Calculate the derivative of \(S_{1}\) with respect to \(m\), equate it to zero and solve for \(m\). Plugging these points into \(S_{1}\), we can find which value of \(m\) minimizes it. This slope is used in the equation of the trunk line. The minimum total length of the feeder lines is found by plugging the optimal \(m\) back into the original equation \(S_{1}\).

Step-by-step solution

- Calculate the derivative of \(S_{1}\)

To optimize \(S_{1}\), we need to take its derivative with respect to \(m\), let us call it \(\frac{d}{dm} S_{1}\). Using rules of differentiation, we derive:\[ \frac{d}{dm} S_{1} = 2(4m-1)(4) + 2(5m-6)(5) + 2(10m-3)(10) \]

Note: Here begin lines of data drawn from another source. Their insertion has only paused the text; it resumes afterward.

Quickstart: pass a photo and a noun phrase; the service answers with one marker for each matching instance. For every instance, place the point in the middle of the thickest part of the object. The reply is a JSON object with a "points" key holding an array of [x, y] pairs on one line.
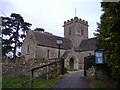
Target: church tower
{"points": [[76, 30]]}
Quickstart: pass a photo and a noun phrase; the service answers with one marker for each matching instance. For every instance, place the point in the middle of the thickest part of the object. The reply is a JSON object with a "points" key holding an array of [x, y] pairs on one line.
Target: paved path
{"points": [[73, 80]]}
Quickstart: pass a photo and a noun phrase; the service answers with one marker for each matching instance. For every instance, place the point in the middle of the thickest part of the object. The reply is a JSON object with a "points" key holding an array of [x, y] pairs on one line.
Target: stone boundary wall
{"points": [[19, 65]]}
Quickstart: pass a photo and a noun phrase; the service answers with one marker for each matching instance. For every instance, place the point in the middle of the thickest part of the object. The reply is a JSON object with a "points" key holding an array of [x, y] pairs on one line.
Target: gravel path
{"points": [[72, 80]]}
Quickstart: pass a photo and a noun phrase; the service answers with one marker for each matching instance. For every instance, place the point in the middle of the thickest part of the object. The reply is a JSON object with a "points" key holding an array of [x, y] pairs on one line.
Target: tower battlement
{"points": [[75, 19]]}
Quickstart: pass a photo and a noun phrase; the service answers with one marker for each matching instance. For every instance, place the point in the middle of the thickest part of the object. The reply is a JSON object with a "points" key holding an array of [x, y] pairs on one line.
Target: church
{"points": [[74, 46]]}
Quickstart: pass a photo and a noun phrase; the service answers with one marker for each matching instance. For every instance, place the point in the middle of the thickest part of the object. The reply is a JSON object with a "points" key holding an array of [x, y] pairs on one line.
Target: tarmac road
{"points": [[72, 80]]}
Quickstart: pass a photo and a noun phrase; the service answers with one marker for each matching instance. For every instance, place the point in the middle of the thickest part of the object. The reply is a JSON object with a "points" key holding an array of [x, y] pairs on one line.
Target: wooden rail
{"points": [[59, 67]]}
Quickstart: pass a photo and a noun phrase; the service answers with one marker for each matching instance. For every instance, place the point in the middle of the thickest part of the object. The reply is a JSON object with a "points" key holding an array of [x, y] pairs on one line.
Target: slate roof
{"points": [[88, 44], [48, 40]]}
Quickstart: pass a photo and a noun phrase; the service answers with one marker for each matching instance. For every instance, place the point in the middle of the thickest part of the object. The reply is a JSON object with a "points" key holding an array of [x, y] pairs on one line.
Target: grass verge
{"points": [[98, 83], [38, 83]]}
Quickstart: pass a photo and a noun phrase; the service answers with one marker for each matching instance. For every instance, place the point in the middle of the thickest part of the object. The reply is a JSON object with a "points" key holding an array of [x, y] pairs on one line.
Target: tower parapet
{"points": [[75, 19]]}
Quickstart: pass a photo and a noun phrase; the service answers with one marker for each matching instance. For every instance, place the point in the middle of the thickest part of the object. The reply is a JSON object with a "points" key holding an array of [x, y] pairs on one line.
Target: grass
{"points": [[72, 70], [38, 83], [98, 83]]}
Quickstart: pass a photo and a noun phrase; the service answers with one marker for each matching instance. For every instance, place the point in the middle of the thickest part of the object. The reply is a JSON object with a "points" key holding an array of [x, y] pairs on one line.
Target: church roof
{"points": [[88, 44], [49, 40]]}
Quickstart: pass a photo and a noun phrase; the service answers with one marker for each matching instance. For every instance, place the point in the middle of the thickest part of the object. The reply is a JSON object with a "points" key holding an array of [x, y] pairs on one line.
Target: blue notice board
{"points": [[99, 57]]}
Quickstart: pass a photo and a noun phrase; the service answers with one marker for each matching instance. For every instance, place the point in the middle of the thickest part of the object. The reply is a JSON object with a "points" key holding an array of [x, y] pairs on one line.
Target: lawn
{"points": [[98, 83], [38, 83]]}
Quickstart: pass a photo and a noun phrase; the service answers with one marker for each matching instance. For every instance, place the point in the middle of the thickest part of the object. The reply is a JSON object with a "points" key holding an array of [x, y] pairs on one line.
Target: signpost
{"points": [[99, 57]]}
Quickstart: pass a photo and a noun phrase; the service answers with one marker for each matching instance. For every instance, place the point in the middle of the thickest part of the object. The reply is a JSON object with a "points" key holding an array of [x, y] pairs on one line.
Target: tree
{"points": [[15, 28], [108, 36]]}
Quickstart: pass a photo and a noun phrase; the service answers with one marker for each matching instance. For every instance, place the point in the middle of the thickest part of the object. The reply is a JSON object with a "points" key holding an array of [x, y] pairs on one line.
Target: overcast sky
{"points": [[51, 14]]}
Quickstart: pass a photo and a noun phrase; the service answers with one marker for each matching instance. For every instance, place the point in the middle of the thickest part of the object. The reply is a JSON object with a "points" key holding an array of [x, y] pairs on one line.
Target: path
{"points": [[72, 80]]}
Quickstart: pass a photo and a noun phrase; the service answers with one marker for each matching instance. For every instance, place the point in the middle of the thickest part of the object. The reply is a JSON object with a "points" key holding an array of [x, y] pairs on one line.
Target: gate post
{"points": [[85, 63], [62, 66]]}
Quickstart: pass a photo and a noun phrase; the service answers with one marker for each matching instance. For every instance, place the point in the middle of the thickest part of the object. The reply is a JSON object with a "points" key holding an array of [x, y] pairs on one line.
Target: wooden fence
{"points": [[57, 66]]}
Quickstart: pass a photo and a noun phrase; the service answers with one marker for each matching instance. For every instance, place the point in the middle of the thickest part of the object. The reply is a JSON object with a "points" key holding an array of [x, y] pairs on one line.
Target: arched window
{"points": [[82, 32], [69, 31]]}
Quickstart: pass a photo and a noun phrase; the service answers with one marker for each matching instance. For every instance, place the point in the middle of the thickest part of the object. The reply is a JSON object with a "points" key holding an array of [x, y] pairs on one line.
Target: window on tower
{"points": [[69, 31]]}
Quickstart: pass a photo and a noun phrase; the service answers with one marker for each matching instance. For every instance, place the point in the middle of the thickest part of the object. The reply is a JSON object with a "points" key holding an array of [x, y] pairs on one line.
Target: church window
{"points": [[69, 31], [82, 32], [48, 51]]}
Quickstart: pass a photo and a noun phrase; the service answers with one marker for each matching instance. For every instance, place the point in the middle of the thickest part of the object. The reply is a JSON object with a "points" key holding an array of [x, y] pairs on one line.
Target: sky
{"points": [[51, 14]]}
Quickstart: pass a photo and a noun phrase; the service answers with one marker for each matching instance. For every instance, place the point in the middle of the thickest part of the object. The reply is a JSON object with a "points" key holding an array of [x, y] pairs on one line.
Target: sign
{"points": [[99, 57]]}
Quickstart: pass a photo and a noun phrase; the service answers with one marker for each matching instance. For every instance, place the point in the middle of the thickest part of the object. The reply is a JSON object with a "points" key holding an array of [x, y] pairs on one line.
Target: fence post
{"points": [[47, 75], [31, 77], [85, 63]]}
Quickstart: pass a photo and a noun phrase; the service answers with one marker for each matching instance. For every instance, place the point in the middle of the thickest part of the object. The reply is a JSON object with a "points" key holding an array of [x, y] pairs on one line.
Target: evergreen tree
{"points": [[108, 36], [15, 29]]}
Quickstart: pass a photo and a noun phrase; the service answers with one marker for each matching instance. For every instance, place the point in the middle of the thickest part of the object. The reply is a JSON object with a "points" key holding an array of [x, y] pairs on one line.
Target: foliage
{"points": [[108, 36], [13, 33]]}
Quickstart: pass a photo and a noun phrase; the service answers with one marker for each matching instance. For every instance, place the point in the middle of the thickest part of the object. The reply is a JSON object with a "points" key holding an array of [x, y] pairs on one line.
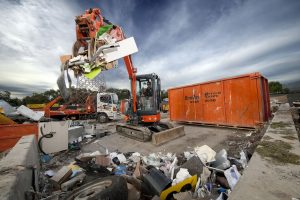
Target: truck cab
{"points": [[107, 107]]}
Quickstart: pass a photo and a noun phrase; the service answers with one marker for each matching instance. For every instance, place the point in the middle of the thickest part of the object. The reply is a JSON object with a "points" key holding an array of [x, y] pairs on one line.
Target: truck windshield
{"points": [[115, 98]]}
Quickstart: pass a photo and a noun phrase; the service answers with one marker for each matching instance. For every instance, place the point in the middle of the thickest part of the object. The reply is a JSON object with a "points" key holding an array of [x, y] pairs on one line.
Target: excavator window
{"points": [[145, 95]]}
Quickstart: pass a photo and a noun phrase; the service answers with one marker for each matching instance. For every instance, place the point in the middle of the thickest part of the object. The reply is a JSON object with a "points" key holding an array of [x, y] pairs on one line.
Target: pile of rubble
{"points": [[199, 174]]}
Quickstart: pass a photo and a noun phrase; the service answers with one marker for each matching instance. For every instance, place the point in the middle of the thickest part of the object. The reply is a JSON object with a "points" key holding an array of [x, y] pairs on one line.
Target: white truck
{"points": [[107, 107]]}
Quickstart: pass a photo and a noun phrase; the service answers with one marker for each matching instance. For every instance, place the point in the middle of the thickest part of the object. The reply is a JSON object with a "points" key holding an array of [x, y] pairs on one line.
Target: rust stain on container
{"points": [[241, 101]]}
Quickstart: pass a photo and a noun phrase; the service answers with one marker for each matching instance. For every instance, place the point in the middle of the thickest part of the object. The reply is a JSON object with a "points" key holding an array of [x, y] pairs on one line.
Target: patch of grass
{"points": [[289, 137], [276, 125], [278, 151], [267, 137]]}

- Find stationary points of \(S_{1}\)

The stationary points, or the values of \(m\) where the function doesn't change, occur when the derivative equal to zero i.e. \(\frac{d}{dm} S_{1} = 0\). Using algebraic calculation, we solve for \(m\) to find these points. We could use quadratic formula or a similar technique for this.

- Check which stationary point is minimum

Solving the equation from Step 2 will possibly give us multiple solutions for \(m\). We need to verify which value of \(m\) will give us the smallest value for \(S_{1}\). We substitute these values of \(m\) into the original \(S_{1}\) equation and compare their results.

- Equation for the trunk line

Once we find the optimal slope \(m\), we can construct the equation of the trunk line which gives the minimum total length of vertical feeder lines. The equation will be \(y = mx\).

- Sum of the lengths of feeder lines

Finally, we substitute the optimal \(m\) into the original equation \(S_{1}\) to get the minimum cumulative length of the feeder lines.